We may apply Laplace transform to the equation and get $LT [(D^2 - 3D + 2) f] = 0$ which says $p^2 F(p) - p f(0) - f'(0) - 3 [p F(p) - f(0)] + 2 F(p) = 0$ plug in the initial condition for $f(0), f'(0)$, we get $F(p) [p^2 - 3p + 2] = 1$ thus $F(p) = 1 / (p^2 - 3p + 2) = \frac{1}{(p-1)(p-2)}$

Now we can either look up the inverse Laplace transformation table, or do the inverse Laplace transformation integral, to get $f(t) = (1/2\pi i) \int_{c-i \infty}^{c+i \infty} F(p) e^{pt} dp = \sum_{p} Res_p( F(p) e^{pt})$ we have two poles,

• one is at $p=1$, with residue $e^{1 t} /(1-2) = - e^t$ and
• another at $p=2$ with residue $e^{2 t} /(2-1) = e^{2t}$

so the answer is $f(t) = e^{2t} - e^t.$ We may check that they indeed satisfies the initial condition.

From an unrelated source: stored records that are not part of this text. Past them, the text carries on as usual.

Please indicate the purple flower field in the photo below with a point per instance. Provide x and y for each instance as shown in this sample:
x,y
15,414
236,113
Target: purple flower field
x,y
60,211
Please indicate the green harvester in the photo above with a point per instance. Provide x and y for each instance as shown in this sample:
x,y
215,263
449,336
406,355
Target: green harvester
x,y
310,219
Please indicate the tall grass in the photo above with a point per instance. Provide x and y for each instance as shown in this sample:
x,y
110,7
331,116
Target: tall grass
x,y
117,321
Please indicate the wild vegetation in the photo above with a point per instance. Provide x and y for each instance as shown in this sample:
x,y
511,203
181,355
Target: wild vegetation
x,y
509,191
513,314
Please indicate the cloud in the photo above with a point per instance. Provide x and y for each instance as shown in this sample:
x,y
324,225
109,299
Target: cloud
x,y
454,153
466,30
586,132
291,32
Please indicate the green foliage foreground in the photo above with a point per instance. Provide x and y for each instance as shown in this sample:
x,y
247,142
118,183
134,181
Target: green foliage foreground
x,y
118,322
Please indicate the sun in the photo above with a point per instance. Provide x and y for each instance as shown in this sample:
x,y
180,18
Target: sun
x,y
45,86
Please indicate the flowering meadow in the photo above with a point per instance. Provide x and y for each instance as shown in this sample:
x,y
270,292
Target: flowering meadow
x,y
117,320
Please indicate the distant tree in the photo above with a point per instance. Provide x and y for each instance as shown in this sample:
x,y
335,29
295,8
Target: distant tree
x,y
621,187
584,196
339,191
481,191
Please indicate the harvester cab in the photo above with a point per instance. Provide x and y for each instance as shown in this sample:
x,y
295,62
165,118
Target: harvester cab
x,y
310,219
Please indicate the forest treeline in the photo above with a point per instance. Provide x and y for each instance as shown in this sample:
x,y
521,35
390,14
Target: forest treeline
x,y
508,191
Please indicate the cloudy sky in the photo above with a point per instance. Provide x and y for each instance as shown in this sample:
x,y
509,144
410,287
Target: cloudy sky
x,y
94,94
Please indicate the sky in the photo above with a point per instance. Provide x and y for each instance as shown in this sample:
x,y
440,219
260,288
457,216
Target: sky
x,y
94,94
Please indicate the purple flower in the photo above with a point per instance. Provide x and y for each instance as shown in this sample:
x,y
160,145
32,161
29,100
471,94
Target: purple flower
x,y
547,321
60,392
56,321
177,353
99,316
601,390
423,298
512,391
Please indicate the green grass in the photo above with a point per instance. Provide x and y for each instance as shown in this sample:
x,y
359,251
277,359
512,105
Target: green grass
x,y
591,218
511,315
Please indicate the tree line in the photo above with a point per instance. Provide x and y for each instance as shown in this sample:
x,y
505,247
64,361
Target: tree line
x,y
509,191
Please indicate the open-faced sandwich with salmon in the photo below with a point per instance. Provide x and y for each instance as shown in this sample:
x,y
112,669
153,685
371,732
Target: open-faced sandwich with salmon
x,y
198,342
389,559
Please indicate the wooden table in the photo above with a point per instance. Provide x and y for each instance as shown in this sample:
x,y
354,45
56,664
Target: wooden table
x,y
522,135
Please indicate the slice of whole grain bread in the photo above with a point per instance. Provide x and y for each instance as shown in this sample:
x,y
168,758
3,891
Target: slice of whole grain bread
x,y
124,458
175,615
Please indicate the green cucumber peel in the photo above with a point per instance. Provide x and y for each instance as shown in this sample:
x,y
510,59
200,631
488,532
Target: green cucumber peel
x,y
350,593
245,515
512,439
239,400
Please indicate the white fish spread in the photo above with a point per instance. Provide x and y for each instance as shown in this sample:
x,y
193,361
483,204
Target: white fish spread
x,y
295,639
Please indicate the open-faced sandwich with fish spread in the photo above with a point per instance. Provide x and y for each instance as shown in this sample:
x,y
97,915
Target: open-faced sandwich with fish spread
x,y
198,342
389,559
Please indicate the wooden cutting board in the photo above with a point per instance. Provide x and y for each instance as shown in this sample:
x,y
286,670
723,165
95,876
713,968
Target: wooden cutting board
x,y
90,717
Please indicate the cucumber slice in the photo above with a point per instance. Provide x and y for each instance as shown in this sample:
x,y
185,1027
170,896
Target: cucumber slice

If you had a equation of the form $D f(x) = 1$ then it is not a homogeneous equation: the term on the right hand side is does not contain factor $f$. What does its solution space look like? We know it is of the form $f(x) = c + x.$

Note that, the solution space is not a vector space anymore. indeed, if you have $f_1(x)$ and $f_2(x)$ both satisfies the equation, $D f_1(x) = 1$ $D f_2(x) = 1$ then add the two equation up, we see $D (f_1(x) + f_2(x)) = 2$ so $f_1(x) + f_2(x)$ is not a solution ($1 \neq 2$).

Nonetheless, the solution space is a so called 'affine space' $V$, which means there is an associated vector space $V'$, and for any two elements $v_1, v_2 \in V$, we have their difference $v_1 - v_2 \in V'$.

In our case, the associated vector space is the solution space for the homogenous equation $V' = \{f(x) \mid Df = 0 \}$

That means, if we pick a 'base point' $v_0 \in V$, and pick a basis $e_1, \cdots, e_n$ of $V'$, and then we can express any element $v \in V$ as $v = v_0 + (c_1 e_1 + \cdots + c_n e_n).$ for some coefficients $c_i$.

Back to our problem here, any solution to the inhomogenous equation can be written as a 'particular solution' (playing the role of $v_0$ above), and plus a solution to the homogenous equation (an element of $V'$).